Uau! Adoro seu blog. Adoro a maneira como você escreve. E, cada vez que passo por aqui, encontro em suas palavras quase que uma tradução do que sinto, do que sou.
Auto-preservação e sinceridade nem sempre podem estar juntas. Se alguém lhe pergunta como está, como está sua vida, não se sabe se a pessoa está mesmo interessada ou se é apenas uma perguntinha cordial. E se percebemos um grande interesse na resposta, por parte dessa pessoa, uma ruga aparece na testa: será que posso/devo ser sincero, dizer que não estou bem e explicar cada um de meus problemas? Dilema.
Trecho de um poema de Florbela Espanca ("O teu segredo"):
O mundo diz-te alegre porque o riso
Desabrocha em tua boca, docemente
Como uma flor de luz! Meigo sorriso
Que na tua boca poisa alegremente!

Desculpe, não lembro o restante do poema, mas vale uma busca.
Não podemos ser sinceros o tempo todo, e, ao mesmo tempo, certa culpa de não ser verdadeiro. Máscaras protetoras, talvez. Mas tenho que confessar que há, dentro de mim, o desejo de encontrar alguém, algum dia de minha vida, em quem eu possa confiar, sem receios, para poder finalmente me fazer conhecer, dizer tudo o que há guardado dentro de mim. Ou encontrar alguém que, só de me olhar, sabe o que sinto, alguém em quem minhas máscaras não tenham efeito algum.
Até mais (ou até seu próximo post.) ;)

Gabby disse...

Rê! Caramba, você escreve MUITO, MUITO bem, amigo. Tô fuçando o seu blog (mas infelizmente o tempo tá curto ¬¬), e cara, eu sou sua fã, definitivamente. Te adoro um tanto, viu? E isso é sério. Beijos!
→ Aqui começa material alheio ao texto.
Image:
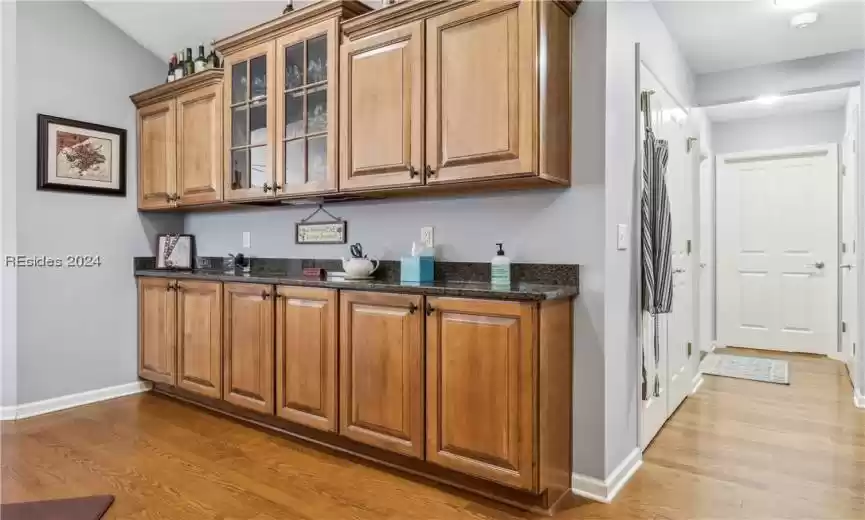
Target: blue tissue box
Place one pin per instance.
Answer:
(417, 269)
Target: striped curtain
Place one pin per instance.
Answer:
(656, 231)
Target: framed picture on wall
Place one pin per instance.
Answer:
(175, 251)
(80, 156)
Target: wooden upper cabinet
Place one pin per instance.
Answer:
(306, 354)
(481, 89)
(199, 145)
(306, 115)
(481, 389)
(250, 116)
(199, 337)
(157, 164)
(248, 346)
(381, 379)
(156, 330)
(381, 109)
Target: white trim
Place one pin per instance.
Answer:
(22, 411)
(606, 490)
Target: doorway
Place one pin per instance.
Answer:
(777, 239)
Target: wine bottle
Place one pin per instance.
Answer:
(178, 66)
(200, 61)
(171, 62)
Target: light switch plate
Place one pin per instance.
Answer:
(426, 236)
(622, 237)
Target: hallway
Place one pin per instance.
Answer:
(736, 450)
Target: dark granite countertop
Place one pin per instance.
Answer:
(522, 291)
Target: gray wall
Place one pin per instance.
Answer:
(8, 282)
(766, 133)
(776, 78)
(77, 327)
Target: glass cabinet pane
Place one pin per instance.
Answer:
(238, 83)
(294, 66)
(239, 170)
(258, 123)
(316, 110)
(258, 72)
(239, 134)
(317, 159)
(316, 63)
(258, 166)
(294, 162)
(293, 115)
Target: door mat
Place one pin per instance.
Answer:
(84, 508)
(743, 367)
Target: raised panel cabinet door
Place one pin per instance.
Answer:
(381, 110)
(249, 122)
(157, 147)
(157, 321)
(248, 346)
(480, 398)
(381, 377)
(199, 337)
(306, 110)
(481, 87)
(199, 145)
(306, 336)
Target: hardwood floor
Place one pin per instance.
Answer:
(737, 450)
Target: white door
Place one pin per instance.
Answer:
(849, 224)
(707, 279)
(777, 249)
(670, 122)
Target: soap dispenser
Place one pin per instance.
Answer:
(501, 268)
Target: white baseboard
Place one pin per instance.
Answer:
(22, 411)
(606, 490)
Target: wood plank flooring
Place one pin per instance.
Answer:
(737, 450)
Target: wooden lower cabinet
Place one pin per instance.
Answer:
(306, 355)
(157, 326)
(248, 346)
(481, 380)
(199, 337)
(381, 378)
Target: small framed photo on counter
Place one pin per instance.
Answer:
(175, 251)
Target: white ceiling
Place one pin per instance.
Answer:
(166, 27)
(786, 105)
(721, 35)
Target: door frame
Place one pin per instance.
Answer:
(830, 149)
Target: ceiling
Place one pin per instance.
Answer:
(721, 35)
(166, 27)
(786, 105)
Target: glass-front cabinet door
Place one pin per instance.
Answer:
(306, 159)
(249, 123)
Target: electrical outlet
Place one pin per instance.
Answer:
(426, 236)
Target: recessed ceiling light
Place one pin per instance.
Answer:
(802, 20)
(768, 99)
(795, 4)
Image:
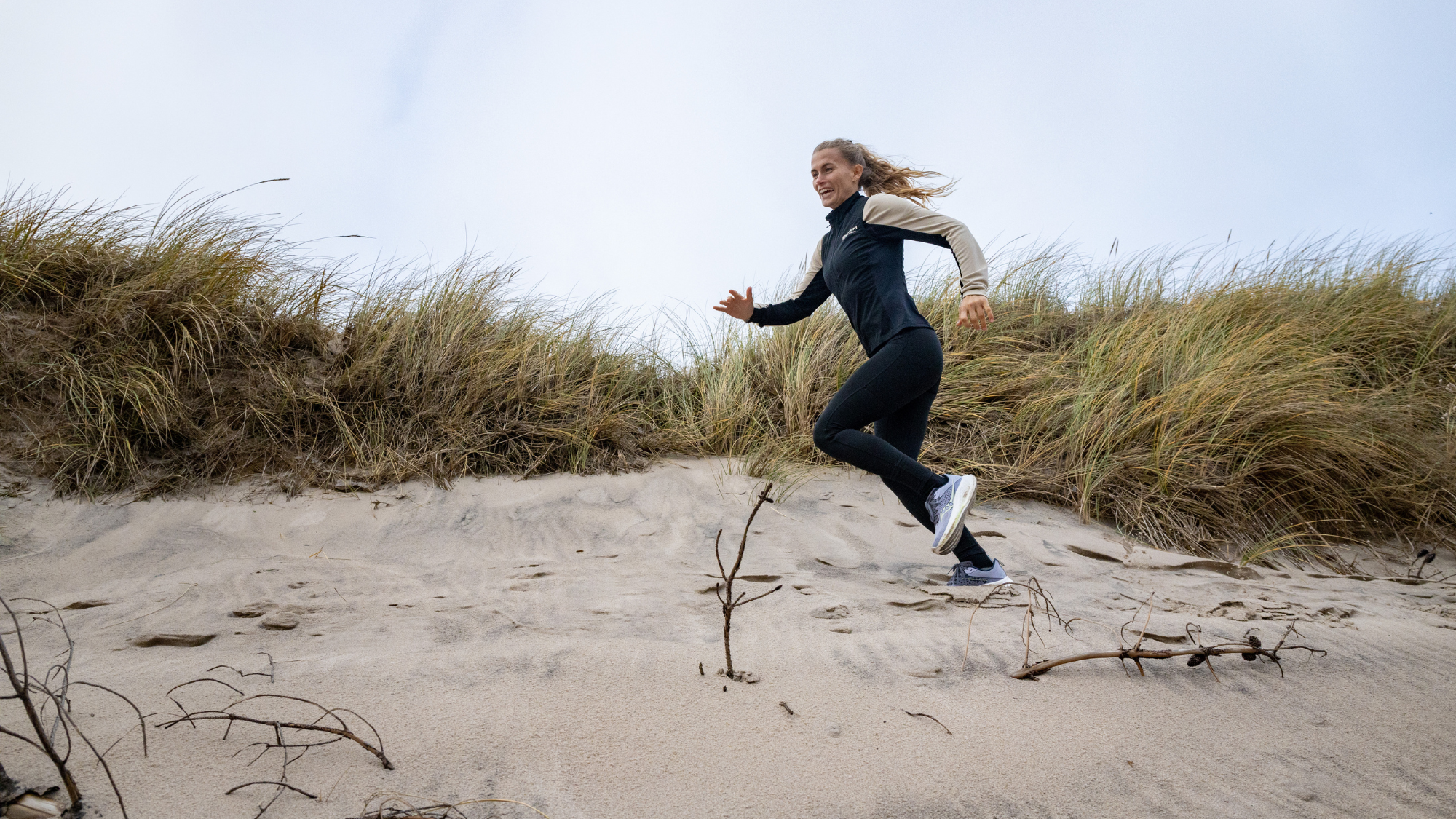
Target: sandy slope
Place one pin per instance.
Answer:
(541, 640)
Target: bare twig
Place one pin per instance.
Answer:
(1196, 656)
(269, 783)
(930, 717)
(36, 695)
(724, 590)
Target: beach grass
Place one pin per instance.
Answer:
(1291, 404)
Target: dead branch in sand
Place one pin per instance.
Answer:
(1419, 564)
(404, 806)
(293, 746)
(1251, 649)
(1039, 595)
(724, 590)
(40, 695)
(930, 717)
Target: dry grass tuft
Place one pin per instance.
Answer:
(1289, 403)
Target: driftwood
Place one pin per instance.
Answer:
(1250, 647)
(403, 806)
(724, 590)
(292, 746)
(41, 695)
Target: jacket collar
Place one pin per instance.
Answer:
(838, 215)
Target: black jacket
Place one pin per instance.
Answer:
(861, 263)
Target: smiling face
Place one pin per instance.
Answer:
(835, 178)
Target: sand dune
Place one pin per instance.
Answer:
(541, 640)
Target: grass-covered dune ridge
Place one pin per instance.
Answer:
(1288, 401)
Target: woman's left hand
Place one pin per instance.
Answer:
(976, 311)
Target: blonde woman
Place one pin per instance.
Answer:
(861, 263)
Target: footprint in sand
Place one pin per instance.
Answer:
(257, 608)
(286, 618)
(180, 640)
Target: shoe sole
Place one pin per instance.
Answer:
(960, 507)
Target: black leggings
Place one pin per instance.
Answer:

PS.: Só uma coisa... Quer dizer que somos simples peças de tabuleiro? Você sabe do que eu tô falando.

Carlinha 21 disse...

Oi! Conheci o blog através do Kibe Loco. Muito maneiro. Voltarei sempre.

Anônimo disse...

Parabéns gostei muito do seu blog. O jeito que você escreve é muito intrigante e verdadeiro. Especial e tocante. Não sei como descrever o que eu sinto ao le-los é uma realidade pessoal. Pois é esse "jogo" é estranho, cada fase é um misterio, e você só tem uma chance, sem codigos, sem truques sem auxilio...
"Enquanto houver sol ainda havera..."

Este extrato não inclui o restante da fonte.